On January 27, 2026, Chancellor Rachel Reeves responded by announcing a £300 million support package for pubs. The measures include a 15% discount on business rates bills for pubs and music venues in England starting in April, followed by a two-year freeze on rates. The move was welcomed by many in the pub industry but drew criticism from the wider hospitality sector. UK Hospitality, a leading industry group, warned that hotels, restaurants, and other businesses were also at risk and called for the support package to be widened. The focus on pubs, they argued, left other venues facing similar pressures out in the cold.
The Revel Collective’s collapse highlights the fragility of Britain’s hospitality industry and the challenges of balancing business survival with government policy goals. The company’s woes, after all, are not unique. As The Guardian and Sky News have reported, a growing number of high street firms are sounding the alarm about rising taxes, staffing costs, and unpredictable consumer behavior. The sector’s future may hinge on whether policymakers can deliver targeted, effective support—without leaving swathes of the industry behind.

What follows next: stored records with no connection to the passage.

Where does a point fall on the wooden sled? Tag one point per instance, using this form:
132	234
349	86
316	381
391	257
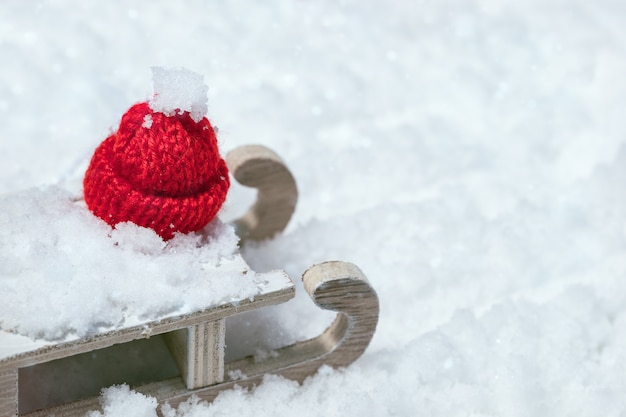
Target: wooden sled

For the nearly 600 workers who lost their jobs, and for the communities losing beloved local bars, the news is devastating. The closures serve as a stark reminder that even iconic brands are not immune to the relentless pressures facing the UK’s hospitality sector. As the dust settles, all eyes will be on how the government’s new relief package plays out—and whether it will be enough to stem the tide of closures threatening Britain’s pubs, bars, and restaurants.